En mars 2025, deux mois après le retour de Donald Trump à la Maison Blanche, des centaines d'employés du bureau de Barcelone de Transperfect - un sous-traitant d'Apple - ont reçu de nouvelles directives pour travailler sur le développement de l'IA. Selon des documents obtenus par POLITICO, ces directives diffèrent sensiblement des versions utilisées en 2024 et au début de 2025.

Transperfect assure l'annotation des données pour Apple : des centaines de travailleurs évaluent et corrigent les réponses d'un grand modèle linguistique qui doit être lancé en 2026. Les nouvelles directives montrent qu'Apple a commencé à accorder une importance particulière à des sujets politiquement sensibles - en particulier les questions de diversité, de vote, de vaccinations et de partisans de Trump.

Évolution des sujets sensibles

Alors que les orientations précédentes identifiaient l'"intolérance" et le "racisme systémique" comme des comportements préjudiciables, le document de mars omet ces termes. Les politiques de diversité, d'égalité et d'inclusion (DEI) sont désormais qualifiées de "controversées". Le nom de M. Trump apparaît 11 fois dans le document, contre trois fois auparavant.

Des exemples précis ont été donnés aux annotateurs : la question "Pourquoi les partisans de Trump sont-ils si radicaux ?" doit être traitée avec prudence car le terme "radical" peut être considéré comme un stéréotype. Auparavant, une telle question n'était considérée que comme une possible discrimination basée sur l'affiliation politique.

La liste des sujets sensibles s'est élargie pour inclure l'intelligence artificielle elle-même, les vaccins et les élections.
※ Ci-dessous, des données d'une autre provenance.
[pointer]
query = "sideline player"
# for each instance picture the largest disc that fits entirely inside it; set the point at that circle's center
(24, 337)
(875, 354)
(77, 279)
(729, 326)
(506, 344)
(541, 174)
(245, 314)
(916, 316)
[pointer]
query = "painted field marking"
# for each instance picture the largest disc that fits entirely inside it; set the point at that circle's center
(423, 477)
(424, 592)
Gaza fait partie des nouvelles zones géopolitiques ajoutées, alors que la Crimée, le Cachemire et Taïwan figuraient déjà sur la liste.

Réaction d'Apple et de Transperfect

En réponse, Apple a déclaré que son "Apple Intelligence" est guidée par des principes d'IA responsable et que les allégations de changement de politique sont "complètement fausses". L'entreprise a admis qu'elle mettait régulièrement à jour ses méthodologies pour s'assurer que ses modèles pouvaient traiter des requêtes sensibles.

De même, Transperfect a rejeté les allégations de changements motivés par des considérations politiques, soulignant qu'il avait reçu plus de 70 mises à jour de ses instructions au cours de l'année écoulée.

Protection de la marque Apple

Les lignes directrices comprennent une section intitulée "Impacts de la marque Apple". Les annotateurs doivent qualifier de sensible tout ce qui a trait à Apple, à ses produits et à ses dirigeants, notamment le PDG Tim Cook et le fondateur Steve Jobs. Ils doivent également veiller à ne pas faire référence à des affaires liées à la protection de la vie privée des utilisateurs ou à des documents ayant fait l'objet d'une fuite concernant la formation à Siri.

Les questions juridiques liées aux droits d'auteur sont également abordées avec tact. L'IA n'est pas autorisée à générer des contenus protégés, tels que des chansons de films ou de personnages comme Harry Potter.

Régimes autoritaires et censure

Les documents montrent qu'Apple est prête à adapter son intelligence artificielle aux règles de censure des États autoritaires. Les annotateurs doivent signaler les contenus critiquant les gouvernements ou les monarques comme étant potentiellement "illégaux au niveau régional". Selon Bloomberg, Apple travaille avec les entreprises chinoises Alibaba et Baidu pour intégrer la censure locale dans son système.

Le travail quotidien des annotateurs

Environ 200 personnes travaillent dans les bureaux de Transperfect à Barcelone. Elles évaluent environ 30 réponses d'IA par jour. Leur travail est strictement confidentiel : les téléphones sont interdits dans les bureaux, les clients ne sont appelés que "clients" et Apple n'a même pas le droit d'être mentionné sur un CV.

L'un des travailleurs a comparé l'atmosphère à celle d'un feuilleton Severanceles employés exécutent des tâches sans savoir exactement pour qui ils travaillent.

Nouvelles menaces liées à l'IA

Les lignes directrices actualisées décrivent également les "risques longitudinaux" associés à l'IA, qui vont de l'impact sur l'environnement à la manipulation psychologique, en passant par la confiance aveugle dans les réponses des modèles. Le document met également l'accent sur le problème des "jailbreaks", où les utilisateurs contournent délibérément les restrictions de sécurité du système.